Cinematic sex mechanic Fred Halsted during his prime
For those individuals interested in films that blur the line between porn and art, The Sex Garage is certainly one of the greatest American films belonging to this highly sensational category. Unlike most of Fred Halsted’s work, The Sex Garage is accessible to people of various sexual persuasions (except lesbians). Despite featuring some queer material, the short is also a true expression of male sexual masculinity, as The Sex Garage manages to lucidly express the parallels between the organic power of male potency and the contrived energy of man-made horsepower; a theme Kenneth Anger also explored in Scorpio Rising and Kustom Kar Kommandos, albeit in a less blatant and more metaphysical manner. Halsted received some recognition as an artist when the Museum of Modern Art in mid-Manhattan, NYC screened his works and even collected some of his film prints for their permanent collection.
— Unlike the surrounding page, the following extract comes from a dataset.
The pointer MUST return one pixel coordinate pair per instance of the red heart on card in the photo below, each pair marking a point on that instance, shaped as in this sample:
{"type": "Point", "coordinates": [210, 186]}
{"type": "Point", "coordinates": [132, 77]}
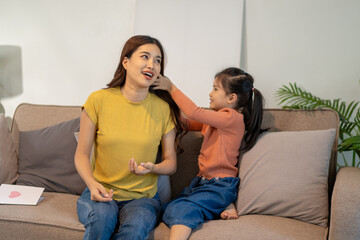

Over the past decade or so, posthumous screenings of Fred Halsted’s films have been cropping up throughout the United States, thus one can assume that the deceased filmmaker will only acquire more recognition as the years pass. After all, we live in a time where sexual perversion is one of the most glaring attributes of the Occidental world, so it is no stretch of the imagination to say that the films of Fred Halsted are artistically symbiotic of our sexually unrestrained times. Like the surrealist auteur works of Jean Cocteau and Kenneth Anger, The Sex Garage is an incandescent cinematic poem. If you only see one film by Fred Halsted, make it The Sex Garage; a visually and musically (featuring pleasurable noise) ambient work that audaciously celebrates the unnatural unity of man and machine.